While there is undeniably an “Iranian culture,” overemphasizing this label can erase cultural continuities and differences. For example, practices with multiple nights of festivities, such as parties held by both the groom and the bride’s family and a henna night, remain common in certain parts of Iran such as the southwestern province of Khuzestan. The mix even includes a Lori song entitled “Aroos Bezan Hannaban,” in which the narrator is celebrating the taking of a bride to the henna ceremony and giving instructions to the henna artist. These traditions, old as they may be, are not free from the pressures of time. Historically, in some areas, both women and men held separate henna parties. Today, as this particular song attests, women tend to claim the henna nights as their celebratory realm (“shaadi zanuneh emshu” or “women’s happiness/celebration tonight”). Such a simple and gendered exclusion demonstrates how a broader shift in ideas of masculinity and femininity have also changed traditions that we so often construe as timeless.

Morteza Ahmadi

Similarly, this mix includes Morteza Ahmadi singing a wedding song accompanied only by a drum and a chorus. This style of singing evokes a variety of different traditions. To some, it seems like a staple of old Tehran style urban “folk,” where singers would go on at length with wordplay, rhymes, and funny stories to crowds who would participate in call and response. Yet at the same time, it is also similar to the Azerbaijani style of meyxana, a poetic tradition in which poets rapidly sing couplets, often on the spot. Its improvisatory nature is reminiscent of the tarab style of Arabic singing, whereas the witty character of the poems seems similar to a battle rap between hip-hop MC’s. To draw an exclusive line between one culture and another in this sense is clearly futile and misleading.

The cultures of Azerbaijan, urban Tehran, and what we know today as “Iranian culture” are all amalgamations with overlapping and shared histories. This is not to suggest that they are not distinct in certain ways, but rather to acknowledge that often in Iran and other parts of the world, historic and contemporary lines between cultures cannot be easily separated when people’s histories are so intertwined and a product of a millenia of mixing.

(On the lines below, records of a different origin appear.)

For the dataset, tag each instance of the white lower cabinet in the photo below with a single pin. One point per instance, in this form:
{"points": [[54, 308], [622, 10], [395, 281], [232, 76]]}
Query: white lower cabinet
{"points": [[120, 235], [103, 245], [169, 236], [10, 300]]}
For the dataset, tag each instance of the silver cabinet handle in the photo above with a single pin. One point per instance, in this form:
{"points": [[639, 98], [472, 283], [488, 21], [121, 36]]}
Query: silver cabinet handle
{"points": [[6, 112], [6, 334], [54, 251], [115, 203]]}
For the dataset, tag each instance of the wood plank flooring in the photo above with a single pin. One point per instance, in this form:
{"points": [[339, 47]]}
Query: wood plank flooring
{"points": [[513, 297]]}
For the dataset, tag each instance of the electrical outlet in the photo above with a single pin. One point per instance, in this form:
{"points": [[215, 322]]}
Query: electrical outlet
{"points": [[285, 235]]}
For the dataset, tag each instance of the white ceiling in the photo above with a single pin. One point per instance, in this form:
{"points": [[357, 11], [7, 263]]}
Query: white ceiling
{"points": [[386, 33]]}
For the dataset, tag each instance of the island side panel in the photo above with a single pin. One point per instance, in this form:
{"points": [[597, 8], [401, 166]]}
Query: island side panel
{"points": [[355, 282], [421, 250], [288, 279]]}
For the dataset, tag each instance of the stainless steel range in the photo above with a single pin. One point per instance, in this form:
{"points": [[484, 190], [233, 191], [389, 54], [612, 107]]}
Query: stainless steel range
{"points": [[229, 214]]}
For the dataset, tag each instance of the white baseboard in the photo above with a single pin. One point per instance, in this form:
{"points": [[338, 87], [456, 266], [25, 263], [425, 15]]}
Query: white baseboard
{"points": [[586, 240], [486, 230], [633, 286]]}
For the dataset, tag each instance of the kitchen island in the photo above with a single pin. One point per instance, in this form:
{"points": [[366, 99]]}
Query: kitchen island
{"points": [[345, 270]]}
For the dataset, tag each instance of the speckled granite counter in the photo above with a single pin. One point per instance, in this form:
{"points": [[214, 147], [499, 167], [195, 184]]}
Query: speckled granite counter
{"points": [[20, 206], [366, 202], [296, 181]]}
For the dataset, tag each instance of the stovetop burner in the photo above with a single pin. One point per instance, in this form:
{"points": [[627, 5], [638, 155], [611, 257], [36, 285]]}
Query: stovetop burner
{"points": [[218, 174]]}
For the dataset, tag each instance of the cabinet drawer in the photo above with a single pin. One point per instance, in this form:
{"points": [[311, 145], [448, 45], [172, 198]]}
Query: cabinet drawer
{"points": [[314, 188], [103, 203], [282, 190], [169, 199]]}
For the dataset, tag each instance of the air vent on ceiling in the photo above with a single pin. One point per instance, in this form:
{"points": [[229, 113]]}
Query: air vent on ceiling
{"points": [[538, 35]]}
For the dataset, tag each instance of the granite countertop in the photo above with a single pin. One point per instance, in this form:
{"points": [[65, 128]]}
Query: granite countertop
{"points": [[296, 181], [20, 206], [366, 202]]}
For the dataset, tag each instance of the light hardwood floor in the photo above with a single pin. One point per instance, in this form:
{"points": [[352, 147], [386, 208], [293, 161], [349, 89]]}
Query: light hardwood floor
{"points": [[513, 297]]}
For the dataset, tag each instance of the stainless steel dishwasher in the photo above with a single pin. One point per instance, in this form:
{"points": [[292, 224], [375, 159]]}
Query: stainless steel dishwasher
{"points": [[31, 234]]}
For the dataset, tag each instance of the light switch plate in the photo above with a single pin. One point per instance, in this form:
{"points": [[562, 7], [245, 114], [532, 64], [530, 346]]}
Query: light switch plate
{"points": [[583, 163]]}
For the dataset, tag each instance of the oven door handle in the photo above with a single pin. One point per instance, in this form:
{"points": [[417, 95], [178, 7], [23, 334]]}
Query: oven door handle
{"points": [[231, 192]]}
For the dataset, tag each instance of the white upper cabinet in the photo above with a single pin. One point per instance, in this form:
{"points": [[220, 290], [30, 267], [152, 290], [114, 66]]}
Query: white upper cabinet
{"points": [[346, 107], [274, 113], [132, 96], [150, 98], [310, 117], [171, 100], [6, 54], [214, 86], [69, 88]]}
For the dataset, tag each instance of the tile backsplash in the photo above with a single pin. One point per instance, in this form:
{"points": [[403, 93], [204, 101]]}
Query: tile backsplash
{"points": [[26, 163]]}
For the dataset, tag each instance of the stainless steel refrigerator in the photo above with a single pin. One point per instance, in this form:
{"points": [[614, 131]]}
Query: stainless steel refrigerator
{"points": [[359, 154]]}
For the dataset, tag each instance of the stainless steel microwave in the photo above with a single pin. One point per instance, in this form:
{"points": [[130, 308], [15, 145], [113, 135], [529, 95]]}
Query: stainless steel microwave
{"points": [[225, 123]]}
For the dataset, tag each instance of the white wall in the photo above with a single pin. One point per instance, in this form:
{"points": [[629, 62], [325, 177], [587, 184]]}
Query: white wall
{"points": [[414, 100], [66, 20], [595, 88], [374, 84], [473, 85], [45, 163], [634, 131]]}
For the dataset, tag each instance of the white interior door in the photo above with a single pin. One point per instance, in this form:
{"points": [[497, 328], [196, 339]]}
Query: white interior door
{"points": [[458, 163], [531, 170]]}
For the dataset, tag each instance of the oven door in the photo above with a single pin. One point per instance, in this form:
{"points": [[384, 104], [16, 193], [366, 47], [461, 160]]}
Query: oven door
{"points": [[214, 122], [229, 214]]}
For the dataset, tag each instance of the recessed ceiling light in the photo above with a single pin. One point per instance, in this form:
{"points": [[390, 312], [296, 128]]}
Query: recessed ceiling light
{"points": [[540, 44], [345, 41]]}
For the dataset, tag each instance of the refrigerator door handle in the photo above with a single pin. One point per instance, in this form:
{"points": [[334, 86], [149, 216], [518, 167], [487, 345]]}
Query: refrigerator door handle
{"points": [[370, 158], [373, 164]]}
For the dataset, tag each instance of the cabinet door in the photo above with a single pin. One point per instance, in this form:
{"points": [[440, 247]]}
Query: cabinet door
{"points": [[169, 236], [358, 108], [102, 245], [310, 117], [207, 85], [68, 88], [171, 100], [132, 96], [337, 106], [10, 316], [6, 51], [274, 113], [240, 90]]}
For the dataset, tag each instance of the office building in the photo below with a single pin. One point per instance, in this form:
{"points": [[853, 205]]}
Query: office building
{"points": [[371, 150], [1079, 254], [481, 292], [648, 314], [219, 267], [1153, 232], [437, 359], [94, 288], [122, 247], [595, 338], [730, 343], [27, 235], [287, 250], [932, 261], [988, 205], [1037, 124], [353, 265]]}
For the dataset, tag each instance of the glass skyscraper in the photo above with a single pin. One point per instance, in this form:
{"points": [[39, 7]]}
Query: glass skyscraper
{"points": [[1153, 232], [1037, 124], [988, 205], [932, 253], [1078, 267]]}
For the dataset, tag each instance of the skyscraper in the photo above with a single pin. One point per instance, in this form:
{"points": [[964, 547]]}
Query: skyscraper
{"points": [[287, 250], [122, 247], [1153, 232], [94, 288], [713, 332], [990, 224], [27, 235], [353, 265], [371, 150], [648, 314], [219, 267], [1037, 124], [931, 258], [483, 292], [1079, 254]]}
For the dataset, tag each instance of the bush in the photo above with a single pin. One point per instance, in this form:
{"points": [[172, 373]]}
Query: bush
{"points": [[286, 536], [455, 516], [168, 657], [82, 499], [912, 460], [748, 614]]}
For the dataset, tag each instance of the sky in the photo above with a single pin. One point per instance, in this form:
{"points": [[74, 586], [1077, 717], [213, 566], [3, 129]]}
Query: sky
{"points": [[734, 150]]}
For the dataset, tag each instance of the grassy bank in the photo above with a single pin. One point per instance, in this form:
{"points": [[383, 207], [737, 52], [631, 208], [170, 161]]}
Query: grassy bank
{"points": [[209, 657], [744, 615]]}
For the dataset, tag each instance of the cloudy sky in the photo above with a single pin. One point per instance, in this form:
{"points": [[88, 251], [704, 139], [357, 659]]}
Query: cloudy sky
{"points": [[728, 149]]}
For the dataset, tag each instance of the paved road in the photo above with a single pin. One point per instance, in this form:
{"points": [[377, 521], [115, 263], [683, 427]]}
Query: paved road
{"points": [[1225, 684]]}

In addition to songs that are explicitly about marriage, the mix also includes classic songs that are almost guaranteed to be heard at almost every wedding in the region they come from. For example, a Georgian rendition of the Caucasus folk song “Shalaxo,” is a staple of any Georgian, Azeri, or Armenian wedding. Similarly, weddings are often the time for raqs-e nobati, or dances that are performed by one or a few dancers at a time for an audience, such as baba karam or lezginka. Tracks like “Baroon Baroon” and “Sia Narma Narma” are taken from wedding recordings that float around Iran and are sold and distributed online to the point that the performer’s identity is often unclear.

While there are no hard and fast rules as to what constitutes a wedding in Iran or the surrounding region, at the very least this mix may give a sense of the spirit and rhythm at the heart of such a joyous occasion. Mubarak bad! 


1) Harsaniq Haykakan – Kevork Artinian

2) Aroosiye Bandari – Hassan Shamaizadeh

3) Hanaban – Music of Lorestan

4) Baba Karam – Vigen

5) Baba Karam – Armin Nosrati

6) Aroosi – Morteza Ahmadi

7) Shalaxo 2013 – Karen

8) Aman Bu Kizlarin Elinden – Unidentified Azeri Wedding Singer

9) Baroon Baroon – Unidentified Khuzestani Wedding Singer

10) Sia Narma Narma – Unidentified Khuzestani Wedding Singer

11) Aha Bogoo – Zacon

12) Mobarak Baad – Armin Nosrati

1 comment

  1. Salam and greetings!
    I wish to say how much I enjoyed the reading material and listening music. I grew up in Khuzistan and lived in Abadan during 1960’s and 70’s; may be the peak of “Abadan living” era!
    I have very deep, enjoyable memories of those days and times!

    At this very strange and suffocating state of Coronavirus quarantine in Woking, Surrey, England, thousands of miles away from Iran and Abadan, one can imagine this state , “a horrendous dream of a nightmare!”